What’s Wrong with the Above Arguments?
I listed above several arguments people might use to claim, “Yeshua believed Moses wrote and we must believe that as well.”
The problem with the first argument is that Yeshua was not omniscient. I do happen to believe Yeshua was divine and I have a book about it (see it here on amazon). So, I do believe that Yeshua existed before he was born as a human being. I do believe he shares the one and only divine nature with the Father (and the Spirit). I do believe that in his pre-existent state, he was omniscient and that he is now omniscient.
I do not believe Yeshua the fetus was omniscient. Nor Yeshua the toddler. Nor Yeshua the child. Nor Yeshua the man.
I would not use this as a definitive proof text, but Luke did say, “Yeshua increased in wisdom and in stature” (2:52).
Yeshua did not know e=mc2. He did not know what actors would portray him in future movies. He did not know English, not even King James English. And he did not know who wrote the Torah.

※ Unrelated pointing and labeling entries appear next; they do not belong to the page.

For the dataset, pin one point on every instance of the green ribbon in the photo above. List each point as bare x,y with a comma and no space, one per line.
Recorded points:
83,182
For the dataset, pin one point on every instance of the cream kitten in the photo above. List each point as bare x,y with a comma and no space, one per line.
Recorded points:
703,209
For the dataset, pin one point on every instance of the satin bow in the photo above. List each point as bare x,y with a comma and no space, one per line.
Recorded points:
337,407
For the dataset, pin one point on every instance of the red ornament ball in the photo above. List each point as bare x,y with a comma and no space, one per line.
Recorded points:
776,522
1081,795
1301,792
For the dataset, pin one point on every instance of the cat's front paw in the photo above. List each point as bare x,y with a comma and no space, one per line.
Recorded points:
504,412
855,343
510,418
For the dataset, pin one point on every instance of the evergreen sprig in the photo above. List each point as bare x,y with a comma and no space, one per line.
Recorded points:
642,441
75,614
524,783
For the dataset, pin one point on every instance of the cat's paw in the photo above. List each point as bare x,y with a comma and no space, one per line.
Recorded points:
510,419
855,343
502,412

The argument that Yeshua existed before the time of his incarnation and that he was around when Torah was composed or compiled also holds no water. As Paul said it, he “did not count equality with God a thing to be grasped, but emptied himself” (Phil 2:6-7). He did not retain his pre-incarnation knowledge.
The Non-Omniscient Yeshua and His “Moses” Sayings
Peter Enns says it with style:
Jesus’ view of the Pentateuch was formed by his cultural moment — in other words, Jesus thought Moses wrote the Pentateuch, which is a reflection of Jesus’ historical setting and therefore does not determine how the compositional history of the Pentateuch should be understood today.